Unter Berücksichtigung dieser Ergebnisse wurde ein weiterer betriebsinterner Versuch mit zwei Fütterungsprogrammen während der gesamten Mastperiode durchgeführt:
- Proteinreiches Futter (Einstallung: 16,6 %, Mast: 15 % und Endmast: 14 % Rohprotein)
- Proteinarmes Futter (Einstallung: 14,5 %, Mast: 13 % und Endmast: 12 % Rohprotein).
Dabei wurde bei der Gabe von Futter mit niedrigem Rohproteingehalt das maximale Verhältnis von 6,9 % SID Lys:RP und in beiden Fütterungsprogrammen der gleiche Lysin-Gehalt eingehalten.
Das proteinarme Futter verringerte die scheinbare Wasseraufnahme der Schweine im Vergleich zum proteinreichen Futter während der gesamten Mastperiode um etwa 7 % (Abb. 1). Der niedrigere Rohproteingehalt im Futter geht mit einem niedrigeren Kaliumgehalt und einem niedrigeren Elektrolythaushalt einher, da Sojaschrot, die Hauptproteinquelle, reich an Kalium ist. Diese Veränderung des Elektrolythaushalts verringert das Durstgefühl der Tiere und reduziert die Wasseraufnahme. Infolgedessen verringerte sich die während der Mastperiode produzierte Güllemenge um 11 %. Die anfallende Gülle war konzentrierter und wies einen höheren Trockensubstanzgehalt und einen niedrigeren Stickstoffgehalt in der Trockensubstanz auf (−22 %). Das Gesamtergebnis ist eine Verringerung des N-Gehalts der Gülle zum Zeitpunkt der Entleerung der Güllegrube um 18 % (Tab. 2).
Tabelle 2: Anfall und Zusammensetzung der Gülle in Abhängigkeit von der Gabe von proteinreichem und proteinarmem Futter während der gesamten Mastperiode (20−105 kg Lebendgewicht).

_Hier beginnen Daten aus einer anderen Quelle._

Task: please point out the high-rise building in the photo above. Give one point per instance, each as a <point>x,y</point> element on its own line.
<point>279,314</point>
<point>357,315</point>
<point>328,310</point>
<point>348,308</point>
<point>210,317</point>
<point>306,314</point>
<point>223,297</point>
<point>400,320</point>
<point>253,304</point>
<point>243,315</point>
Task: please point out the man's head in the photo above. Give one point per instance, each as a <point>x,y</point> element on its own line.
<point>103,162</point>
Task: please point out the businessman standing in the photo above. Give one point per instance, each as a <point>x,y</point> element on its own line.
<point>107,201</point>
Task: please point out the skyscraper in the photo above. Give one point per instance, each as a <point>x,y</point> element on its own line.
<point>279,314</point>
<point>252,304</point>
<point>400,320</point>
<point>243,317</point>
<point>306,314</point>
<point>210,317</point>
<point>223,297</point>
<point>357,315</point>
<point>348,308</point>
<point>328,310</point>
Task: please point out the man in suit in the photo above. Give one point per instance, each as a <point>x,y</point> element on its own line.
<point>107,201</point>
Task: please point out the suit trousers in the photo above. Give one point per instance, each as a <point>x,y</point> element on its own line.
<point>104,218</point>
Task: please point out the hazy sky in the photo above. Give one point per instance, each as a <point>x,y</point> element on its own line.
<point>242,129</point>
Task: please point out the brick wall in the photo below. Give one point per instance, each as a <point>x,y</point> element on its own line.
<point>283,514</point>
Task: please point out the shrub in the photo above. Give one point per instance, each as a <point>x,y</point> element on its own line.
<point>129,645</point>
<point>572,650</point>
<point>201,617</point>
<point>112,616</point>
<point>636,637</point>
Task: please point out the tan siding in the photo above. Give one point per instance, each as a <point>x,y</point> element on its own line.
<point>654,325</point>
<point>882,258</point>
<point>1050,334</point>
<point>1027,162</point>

Hoher RP-Gehalt | Niedriger RP-Gehalt | Niedriger vs. hoher RP-Gehalt | ||
---|---|---|---|---|
Differenz | % | |||
Gülleproduktion (l/Schwein) | 345 | 308 | -38 | -11% |
% Trockensubstanz Gülle | 5,31 | 6,22 | 0,91 | 17% |
% N / Trockesubstanz | 10,0 | 7,8 | -2,2 | -22% |
kg N/Schwein | 1,83 | 1,49 | -0,34 | -18% |
Abschließend lässt sich sagen, dass durch die Senkung des Rohproteingehalts bei der Fütterung der Mastschweine der sichtbare Wasserverbrauch reduziert wird und somit weniger Gülle pro Schwein anfällt. Außerdem wird eine optimale Verdauungssicherheit gewährleistet, indem der Proteinüberschuss und der Katabolismus überschüssiger Aminosäuren reduziert werden, wodurch die Stickstoffausscheidung der Tiere und mögliche Stickstoffprobleme beim Güllemanagement verringert werden.